PERSPECTIVE : Les musées, une « agora » pour les citoyens du monde

Par Helen Charman,

Directrice de l'apprentissage, Programmes nationaux, au Victoria and Albert Museum, Royaume-Uni.

 

Les musées sont des institutions complexes aux multiples facettes : ils sont aussi bien des centres communautaires que des lieux de loisirs, de divertissement, d’éducation et de commerce. Les musées publics ont, dès leurs débuts, joué un rôle central dans la formation et le développement de la société. En cela, l’éducation a été et reste un objectif clé. Faire participer les publics aux collections des musées - la culture matérielle de l'histoire - de manière significative, pertinente et inspirante, c'est la mission quotidienne des musées, parallèlement à un devoir d'attention envers les objets, qu'ils soient extraordinaires ou ordinaires.

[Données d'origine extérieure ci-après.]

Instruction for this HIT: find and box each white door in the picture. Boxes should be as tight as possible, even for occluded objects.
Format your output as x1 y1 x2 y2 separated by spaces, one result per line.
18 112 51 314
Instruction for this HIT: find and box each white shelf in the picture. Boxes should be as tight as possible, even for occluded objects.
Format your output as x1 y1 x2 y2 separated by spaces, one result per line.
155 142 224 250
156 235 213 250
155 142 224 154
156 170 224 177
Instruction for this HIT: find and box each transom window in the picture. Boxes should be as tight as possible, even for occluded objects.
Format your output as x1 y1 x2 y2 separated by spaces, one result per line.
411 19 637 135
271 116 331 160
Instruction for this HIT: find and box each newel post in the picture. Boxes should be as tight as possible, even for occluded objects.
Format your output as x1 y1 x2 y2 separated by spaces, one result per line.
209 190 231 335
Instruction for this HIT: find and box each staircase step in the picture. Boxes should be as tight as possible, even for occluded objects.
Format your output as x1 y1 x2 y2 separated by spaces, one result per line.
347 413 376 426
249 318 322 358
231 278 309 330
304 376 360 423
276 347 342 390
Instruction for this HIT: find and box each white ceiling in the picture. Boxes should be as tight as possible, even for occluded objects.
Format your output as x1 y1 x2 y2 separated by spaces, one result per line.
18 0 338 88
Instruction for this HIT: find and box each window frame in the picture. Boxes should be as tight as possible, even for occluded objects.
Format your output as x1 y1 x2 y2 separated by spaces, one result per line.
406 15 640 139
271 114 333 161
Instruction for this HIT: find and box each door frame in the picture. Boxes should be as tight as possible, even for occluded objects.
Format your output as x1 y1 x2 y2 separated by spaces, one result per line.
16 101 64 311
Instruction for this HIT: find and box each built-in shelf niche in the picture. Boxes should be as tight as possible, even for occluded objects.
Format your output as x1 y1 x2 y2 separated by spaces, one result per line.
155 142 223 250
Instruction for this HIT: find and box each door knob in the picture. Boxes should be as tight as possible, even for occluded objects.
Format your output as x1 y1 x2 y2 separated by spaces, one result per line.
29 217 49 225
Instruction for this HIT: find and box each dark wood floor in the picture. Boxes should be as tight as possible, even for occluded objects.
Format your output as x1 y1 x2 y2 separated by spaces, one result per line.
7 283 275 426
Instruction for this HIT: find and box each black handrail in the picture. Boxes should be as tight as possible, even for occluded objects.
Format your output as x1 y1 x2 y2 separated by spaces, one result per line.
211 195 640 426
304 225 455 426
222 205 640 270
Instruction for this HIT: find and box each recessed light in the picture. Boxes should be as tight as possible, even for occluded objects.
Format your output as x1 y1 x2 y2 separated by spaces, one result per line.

Dans notre monde global et connecté, les objets peuvent ouvrir de nouvelles perspectives sur la société et nous rapprocher d’histoires et de cultures que nous ne pourrions rencontrer autrement. L’interprétation muséale enrichit le contexte des objets et nous permet d’approfondir notre compréhension.

Prenons quelques exemples du Victoria and Albert Museum de Londres, au Royaume-Uni, où je dirige les équipes d'apprentissage. Lorsque le musée a fermé pour cause de confinement, notre exposition publique majeure était « Inside the Kimono : from Kyoto to Catwalk », une exposition de mode présentant des siècles d'échanges culturels et d'influence, de créativité et d'imagination à travers les plis de plus de 300 superbes vêtements. Lorsque nous avons rouvert, c’était avec « Epic Iran », une exposition explorant 5 000 ans d’art, de design et de culture et mettant en lumière l’une des plus grandes civilisations du monde et son évolution au cœur du 21e siècle, ainsi que ses réalisations artistiques monumentales. Et à l’heure actuelle, à l’été 2022, l’exposition « Africa Fashion » vient de s’ouvrir, s’étendant du milieu du 20e siècle jusqu’aux créateurs contemporains à travers la photographie, le textile, la musique et les arts visuels, explorant la vitalité et l’impact global d’une scène de mode aussi dynamique et variée que le continent lui-même. Ces trois expositions mettent en valeur la créativité des trois continents sous le toit d’un seul et même musée. C'est la nature globale du musée qui attire des visiteurs locaux et du monde entier, créant un espace de lien et d'expérience partagée par des rencontres avec des objets.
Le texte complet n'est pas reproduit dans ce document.